Explicou o ministro que até então não se pensava em construir uma grande hidrelétrica na Amazônia porque o país não dispunha de recursos suficientes para assumir uma obra desse porte e, principalmente, pela inexistência de mercado consumidor que justificasse o investimento. A decisão por Tucuruí foi tomada porque o então presidente da república, o general Ernesto Gisel, “é um profundo conhecedor do problema energético e sabe o quanto custa caro o petróleo”. Mesmo saindo cara, a usina de Tucuruí “vai trazer dividendos para todos nós”.

O ministro imaginava que antes da hidrelétrica iniciar sua operação, uma pequena fábrica de alumina, às proximidades de Belém, já estaria em atividade, servindo de experiência para o treinamento de mão de obra qualificada para esses novos empreendimentos. Eles incluíam uma mineração de bauxita no vale do rio Trombetas, no município paraense de Oriximiná, que começaria a exportar o minério em 1978, através de uma empresa (a Mineração Rio do Norte) controlada pela Companhia Vale do Rio Doce, em sociedade com grandes empresas internacionais do setor, como a canadense Alcan, e uma fábrica de alumínio, também comandada pela CVRD, em associação com parceiros japoneses, que igualmente estavam sendo atraídos para participar da planta de alumina.
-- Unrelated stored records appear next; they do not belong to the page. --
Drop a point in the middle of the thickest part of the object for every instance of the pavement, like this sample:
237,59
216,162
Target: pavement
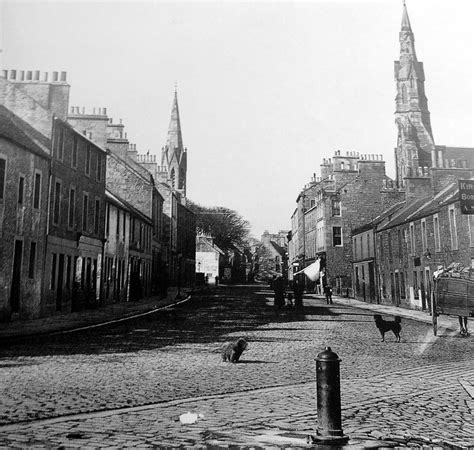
69,322
75,321
269,417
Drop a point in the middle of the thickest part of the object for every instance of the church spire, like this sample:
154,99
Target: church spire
415,139
174,155
175,139
405,20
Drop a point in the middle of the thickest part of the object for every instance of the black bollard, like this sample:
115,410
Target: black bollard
328,386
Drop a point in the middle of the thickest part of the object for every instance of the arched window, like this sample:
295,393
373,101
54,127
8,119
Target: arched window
404,94
172,176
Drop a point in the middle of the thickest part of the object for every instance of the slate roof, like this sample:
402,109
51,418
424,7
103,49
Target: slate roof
424,207
279,249
385,215
18,131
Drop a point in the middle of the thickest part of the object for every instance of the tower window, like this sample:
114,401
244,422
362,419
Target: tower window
404,94
172,176
336,236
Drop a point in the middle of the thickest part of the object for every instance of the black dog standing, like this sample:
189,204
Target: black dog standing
328,293
232,351
388,325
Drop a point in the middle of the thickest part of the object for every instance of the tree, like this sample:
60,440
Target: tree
226,226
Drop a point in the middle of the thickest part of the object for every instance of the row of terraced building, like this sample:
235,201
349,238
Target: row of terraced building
380,239
85,220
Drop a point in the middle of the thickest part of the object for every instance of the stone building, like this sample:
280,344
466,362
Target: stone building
407,243
133,185
179,221
208,256
76,221
116,249
350,192
271,256
76,185
24,173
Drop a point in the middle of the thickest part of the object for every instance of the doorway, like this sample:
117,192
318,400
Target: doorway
16,277
59,291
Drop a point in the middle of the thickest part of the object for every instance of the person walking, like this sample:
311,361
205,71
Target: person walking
298,289
279,292
328,294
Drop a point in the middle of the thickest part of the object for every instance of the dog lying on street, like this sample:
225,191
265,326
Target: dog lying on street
388,325
233,350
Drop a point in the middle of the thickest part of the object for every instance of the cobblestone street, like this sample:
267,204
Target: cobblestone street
126,385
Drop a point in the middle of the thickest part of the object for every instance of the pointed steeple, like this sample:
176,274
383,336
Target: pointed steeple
175,139
405,20
415,142
174,155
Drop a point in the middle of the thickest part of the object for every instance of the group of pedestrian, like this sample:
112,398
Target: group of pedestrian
291,297
294,296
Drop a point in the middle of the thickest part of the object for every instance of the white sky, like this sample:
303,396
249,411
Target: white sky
265,89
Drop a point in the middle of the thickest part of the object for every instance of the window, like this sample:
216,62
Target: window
123,228
37,191
107,220
389,237
99,167
74,152
404,94
3,165
117,229
53,272
172,176
424,236
400,245
72,207
336,236
402,285
97,216
436,233
453,228
68,271
85,211
470,219
61,144
57,202
88,160
412,238
21,189
415,285
31,266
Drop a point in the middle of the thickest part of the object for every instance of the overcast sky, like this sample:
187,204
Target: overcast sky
265,89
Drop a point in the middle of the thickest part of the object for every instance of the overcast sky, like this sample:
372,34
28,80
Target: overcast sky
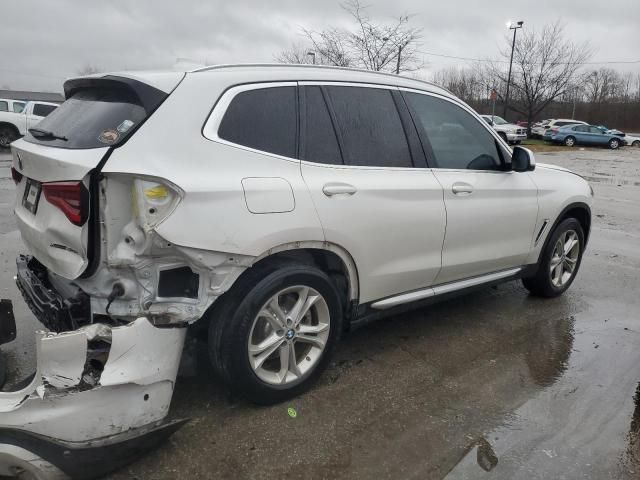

Quando da visita ao Brasil do primeiro-ministro do Japão, Kakuei Tanaka, em 1974, os dois países criaram um grupo de trabalho para estudar a implantação de uma fábrica de alumina no Pará, que opinou favoravelmente ao empreendimento. Antes que a hidrelétrica de Tucuruí estivesse em condições de fornecer energia a essa indústria, ela seria atendida pela energia transferida do Nordeste através de uma linha de transmissão que seria construída. Essa mesma linha levaria para o Nordeste a energia que Tucuruí iria produzir.